Игра в документальность в музейном пространстве ставит целью вовлечение зрителей в историю, она позволяет ему легче воспринимать информацию и погружаться в рассказ эмоционально. Однако зачастую обращение к формам документального рассказа, воспоминания о прошлом в современном искусстве связано не столько с созданием пространства зрительского опыта, сколько с необходимостью обнажить, сделать видимыми механизмы работы памяти. Поэтому встают вопросы о том, как может быть устроена такая выставка, как и что она показывает. Какие обрывки воспоминаний остаются и превращаются в истории, которые мы передаем из поколения в поколение? Мы попробуем рассмотреть несколько выставок, предлагающих разные стратегии работы с выдуманными историями.
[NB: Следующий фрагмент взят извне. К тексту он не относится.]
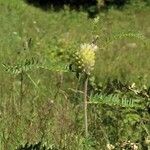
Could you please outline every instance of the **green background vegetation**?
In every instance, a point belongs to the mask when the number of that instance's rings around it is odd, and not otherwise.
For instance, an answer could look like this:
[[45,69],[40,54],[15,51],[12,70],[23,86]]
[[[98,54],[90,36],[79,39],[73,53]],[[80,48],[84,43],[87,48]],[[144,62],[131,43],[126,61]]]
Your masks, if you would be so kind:
[[[103,10],[97,14],[99,22],[94,27],[93,19],[83,10],[64,6],[59,11],[43,11],[22,0],[0,0],[0,149],[42,142],[51,149],[105,150],[108,142],[115,145],[130,140],[138,143],[139,149],[148,150],[149,97],[120,87],[120,82],[127,86],[135,83],[138,90],[145,88],[150,95],[147,2],[139,0],[121,10],[113,6]],[[123,38],[128,33],[137,36]],[[140,99],[143,107],[89,105],[87,140],[82,94],[73,91],[78,79],[72,72],[57,71],[57,67],[67,67],[72,54],[80,44],[90,43],[93,34],[99,35],[99,50],[89,93],[97,93],[95,88],[98,94],[119,93],[121,97]],[[22,76],[7,72],[2,65],[16,66],[33,58],[36,61]],[[37,67],[40,64],[47,69]],[[82,83],[79,89],[83,90]]]

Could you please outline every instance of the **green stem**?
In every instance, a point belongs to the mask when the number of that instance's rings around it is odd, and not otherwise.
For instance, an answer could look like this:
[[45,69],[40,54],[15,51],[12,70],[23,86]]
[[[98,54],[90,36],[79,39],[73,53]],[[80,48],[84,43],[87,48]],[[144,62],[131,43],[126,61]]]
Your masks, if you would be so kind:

«Выдуманный архив» как часть музейной экспозиции
Выставка Remember the Children: Daniel`s Story в Музее Холокоста в Вашингтоне представляет собой своего рода коллаж, соединивший дневниковые записи детей, игрушки и другие бытовые предметы. Экспозиция посвящена истории мальчика Дэниэла, но Дэниэл – персонаж, а его жизнь – это жизнь множества детей, ставших жертвами Холокоста. Выставка создана на основе одноименной книги с включением фрагментов из других детских воспоминаний и дневниковых записей. Кураторы отказываются от работы с подлинной историей в пользу коллажа, составленного из фрагментов реальных и выдуманных рассказов. Они создают выставку, которую можно обозначить как фиктивный архив.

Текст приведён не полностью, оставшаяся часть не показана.